As developers look for ways to speed up costly projects, modular building has become a fashionable option. It allows for structures to be built in the controlled environment of a warehouse, while work to prepare the site happens concurrently, shaving time off the project. Prefabricated units are then delivered to the site where teams can apply the finishing touches.

A Blokable floating home. (Blokable Rendering)

Modular projects have popped around Seattle and in other cities as well, so what makes Blokable stand out? The smart home technology for one, Holm said.

The other is the scale, and ability to easily repeat projects. Most modular projects still come together in the mold of a traditional development. A developer finds a site and hires an architect to come up with a design from scratch. Blokable has a different model that calls back to Holm’s product management background with Amazon.

“The whole focus on product is about repeatability and scale, and having a lineup of SKUs that don’t differ from project to project. We are always using our building system product for the solution. We are not customizing anything for any given project because you just can’t reach scale when you are doing project work.”

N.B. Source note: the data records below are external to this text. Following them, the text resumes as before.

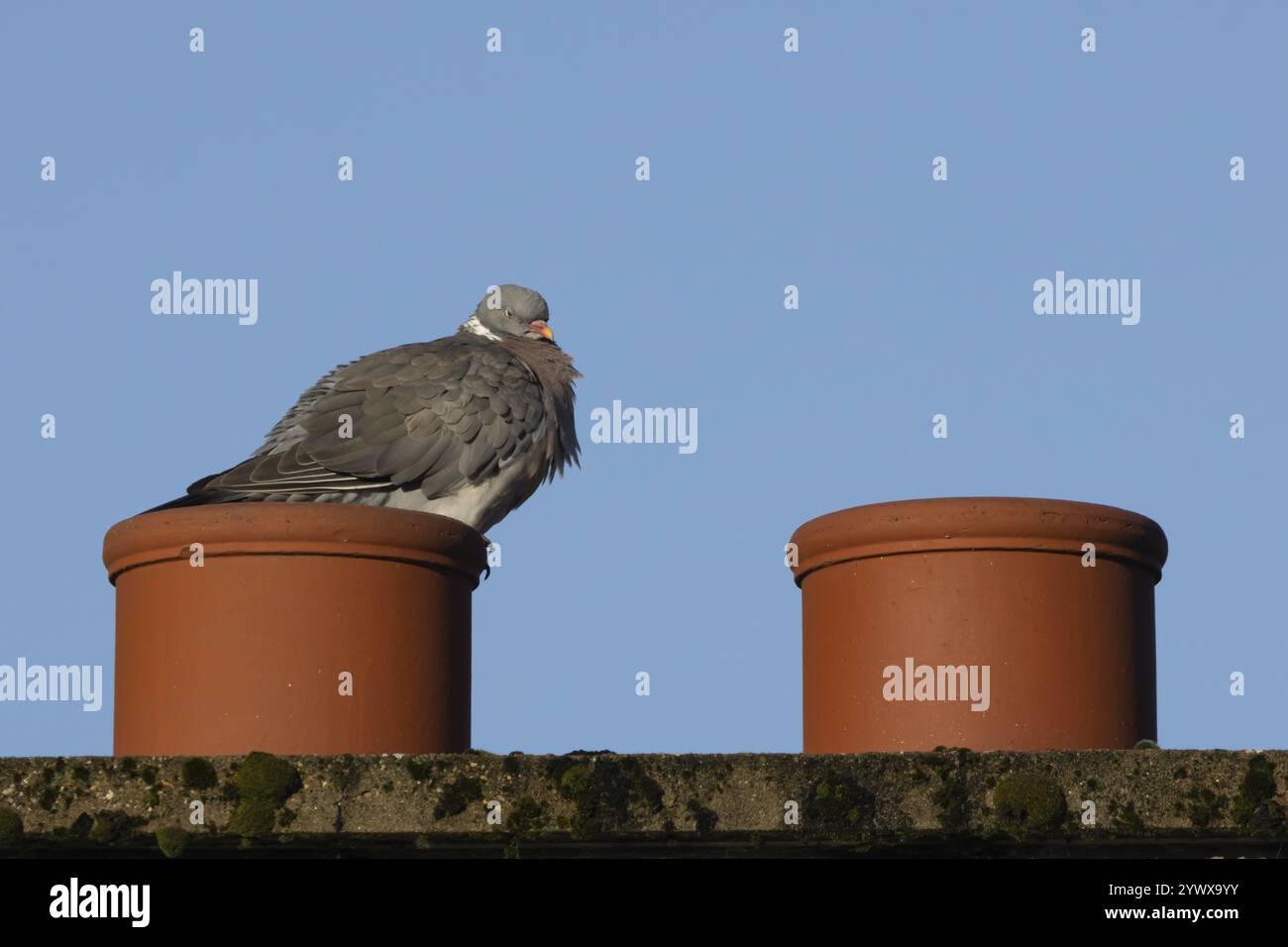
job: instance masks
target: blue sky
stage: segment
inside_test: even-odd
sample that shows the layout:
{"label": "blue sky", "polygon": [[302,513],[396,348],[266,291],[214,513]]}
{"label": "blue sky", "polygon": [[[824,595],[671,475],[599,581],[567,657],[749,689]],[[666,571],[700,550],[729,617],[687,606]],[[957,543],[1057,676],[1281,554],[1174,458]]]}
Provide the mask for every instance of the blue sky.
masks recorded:
{"label": "blue sky", "polygon": [[[0,664],[109,688],[112,523],[518,282],[585,372],[585,456],[492,531],[475,746],[799,750],[783,544],[960,495],[1157,519],[1159,741],[1283,746],[1288,8],[747,6],[8,6]],[[175,269],[258,278],[258,323],[153,314]],[[1056,271],[1141,280],[1140,323],[1034,314]],[[697,408],[698,450],[590,443],[613,399]],[[0,754],[111,733],[109,696],[0,703]]]}

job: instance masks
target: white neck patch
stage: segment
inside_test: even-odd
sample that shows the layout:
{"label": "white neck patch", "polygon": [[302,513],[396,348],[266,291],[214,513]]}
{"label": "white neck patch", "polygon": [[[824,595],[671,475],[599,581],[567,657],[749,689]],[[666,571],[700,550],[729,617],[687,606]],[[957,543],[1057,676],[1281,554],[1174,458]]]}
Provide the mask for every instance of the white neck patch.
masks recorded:
{"label": "white neck patch", "polygon": [[465,322],[461,323],[461,329],[466,332],[474,332],[474,335],[482,335],[484,339],[491,339],[492,341],[501,341],[501,336],[479,322],[478,316],[470,316],[465,320]]}

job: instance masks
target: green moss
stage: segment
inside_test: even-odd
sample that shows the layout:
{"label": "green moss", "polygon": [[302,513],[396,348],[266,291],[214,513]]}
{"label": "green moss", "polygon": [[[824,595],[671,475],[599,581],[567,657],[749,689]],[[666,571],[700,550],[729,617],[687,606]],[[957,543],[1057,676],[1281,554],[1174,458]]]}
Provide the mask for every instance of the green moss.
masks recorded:
{"label": "green moss", "polygon": [[1177,808],[1189,816],[1190,825],[1195,828],[1206,828],[1218,821],[1227,801],[1225,796],[1217,795],[1206,786],[1202,789],[1191,786],[1185,798],[1189,803],[1185,805],[1177,803]]}
{"label": "green moss", "polygon": [[801,816],[810,837],[864,841],[872,836],[876,799],[854,777],[829,772],[814,783]]}
{"label": "green moss", "polygon": [[475,776],[459,776],[443,787],[434,807],[434,818],[460,816],[483,798],[483,783]]}
{"label": "green moss", "polygon": [[708,832],[715,831],[716,822],[720,821],[720,817],[716,816],[714,809],[708,809],[698,799],[690,799],[688,803],[685,803],[684,808],[688,810],[689,817],[693,819],[693,825],[698,830],[698,835],[707,835]]}
{"label": "green moss", "polygon": [[340,791],[349,792],[362,782],[362,768],[352,752],[336,756],[327,769],[327,780]]}
{"label": "green moss", "polygon": [[578,839],[632,828],[662,810],[662,787],[630,756],[556,756],[546,764],[546,777],[573,804],[567,825]]}
{"label": "green moss", "polygon": [[128,839],[144,819],[124,812],[100,812],[89,828],[89,840],[111,845]]}
{"label": "green moss", "polygon": [[188,832],[178,826],[165,826],[157,828],[157,848],[166,858],[178,858],[188,849]]}
{"label": "green moss", "polygon": [[219,785],[219,773],[215,772],[215,767],[207,759],[201,756],[192,756],[183,761],[183,769],[180,770],[183,778],[183,785],[194,792],[201,790],[214,789]]}
{"label": "green moss", "polygon": [[939,825],[944,831],[958,835],[970,825],[970,789],[966,786],[966,767],[970,750],[945,750],[931,758],[931,768],[939,777],[939,789],[931,794],[931,800],[939,807]]}
{"label": "green moss", "polygon": [[17,845],[22,840],[22,816],[8,805],[0,805],[0,848]]}
{"label": "green moss", "polygon": [[1128,799],[1127,804],[1122,807],[1117,803],[1110,803],[1109,814],[1113,816],[1112,825],[1115,832],[1122,832],[1124,835],[1145,834],[1145,819],[1142,819],[1140,813],[1136,812],[1136,803],[1131,799]]}
{"label": "green moss", "polygon": [[403,765],[407,767],[407,774],[416,782],[424,782],[425,780],[434,778],[434,760],[422,760],[416,759],[415,756],[408,756],[403,760]]}
{"label": "green moss", "polygon": [[514,804],[509,818],[505,819],[505,828],[511,835],[526,839],[540,832],[546,825],[546,810],[532,796],[520,796]]}
{"label": "green moss", "polygon": [[290,763],[259,751],[247,754],[237,768],[233,783],[242,799],[268,799],[274,805],[285,803],[304,785],[299,770]]}
{"label": "green moss", "polygon": [[267,796],[251,796],[237,803],[228,822],[228,831],[243,839],[260,839],[270,835],[277,825],[277,807]]}
{"label": "green moss", "polygon": [[1275,764],[1264,752],[1256,754],[1248,760],[1230,817],[1255,836],[1283,835],[1284,810],[1274,799],[1276,791]]}
{"label": "green moss", "polygon": [[993,790],[997,827],[1016,839],[1057,831],[1068,810],[1064,790],[1045,776],[1015,773]]}
{"label": "green moss", "polygon": [[238,803],[228,831],[242,839],[269,835],[277,823],[277,810],[301,786],[299,770],[286,760],[267,752],[247,754],[233,776]]}

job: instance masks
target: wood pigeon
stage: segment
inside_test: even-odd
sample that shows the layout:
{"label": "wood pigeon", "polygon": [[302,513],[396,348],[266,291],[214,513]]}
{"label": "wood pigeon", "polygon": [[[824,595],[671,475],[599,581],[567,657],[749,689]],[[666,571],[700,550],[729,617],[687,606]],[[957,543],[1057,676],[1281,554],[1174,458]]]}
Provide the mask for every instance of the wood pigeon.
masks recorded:
{"label": "wood pigeon", "polygon": [[541,294],[489,287],[456,335],[336,367],[249,460],[155,509],[354,502],[438,513],[486,532],[564,464],[581,465],[581,372],[549,321]]}

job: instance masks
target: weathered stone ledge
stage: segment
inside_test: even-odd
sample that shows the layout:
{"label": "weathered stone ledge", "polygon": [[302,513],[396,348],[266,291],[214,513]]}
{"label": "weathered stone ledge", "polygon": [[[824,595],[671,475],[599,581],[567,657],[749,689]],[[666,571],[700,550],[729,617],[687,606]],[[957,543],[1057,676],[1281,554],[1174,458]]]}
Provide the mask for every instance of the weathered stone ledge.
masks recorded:
{"label": "weathered stone ledge", "polygon": [[1274,857],[1285,783],[1284,750],[5,758],[0,857]]}

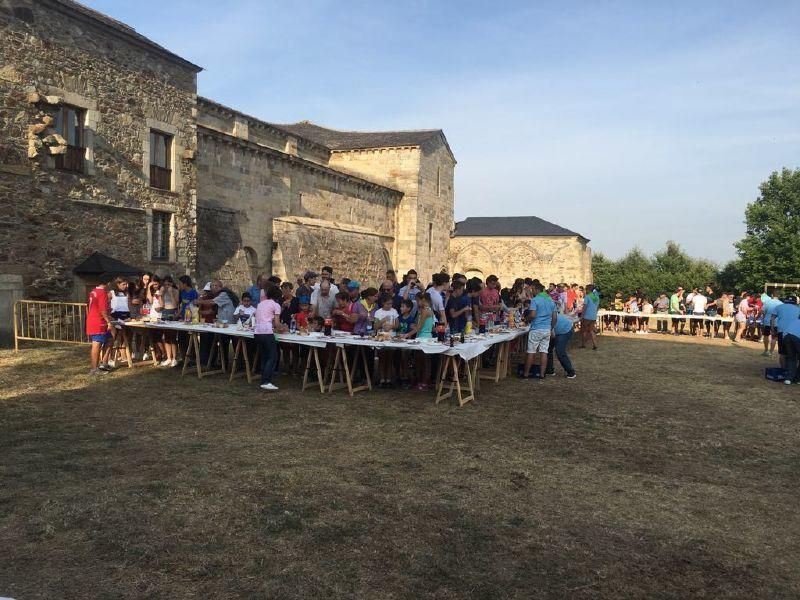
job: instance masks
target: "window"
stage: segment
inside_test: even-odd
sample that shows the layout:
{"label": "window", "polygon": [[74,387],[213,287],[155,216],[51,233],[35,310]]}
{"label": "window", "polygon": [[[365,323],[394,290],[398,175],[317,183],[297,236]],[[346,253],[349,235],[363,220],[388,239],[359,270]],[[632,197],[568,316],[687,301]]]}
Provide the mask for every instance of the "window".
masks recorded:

Today, Blokable has 10 full-time employees, including two architects, builders, mechanical engineers and business intelligence people. The company operates out of a small office in Seattle’s University District, with one of the perks being proximity to all the cheap and delicious noodles they can eat, Holm said. Another, is the opportunity to change how housing is fundamentally built.

“In this particular market and in this particular business, there is an opportunity to create a wildly successful company that also makes a hugely positive impact on the society where we live,” Holm said. “It’s really hard stuff that we are working on, advanced manufacturing, changing rules for housing, shipping. The team is just incredible, and getting people behind this idea has been really rewarding.”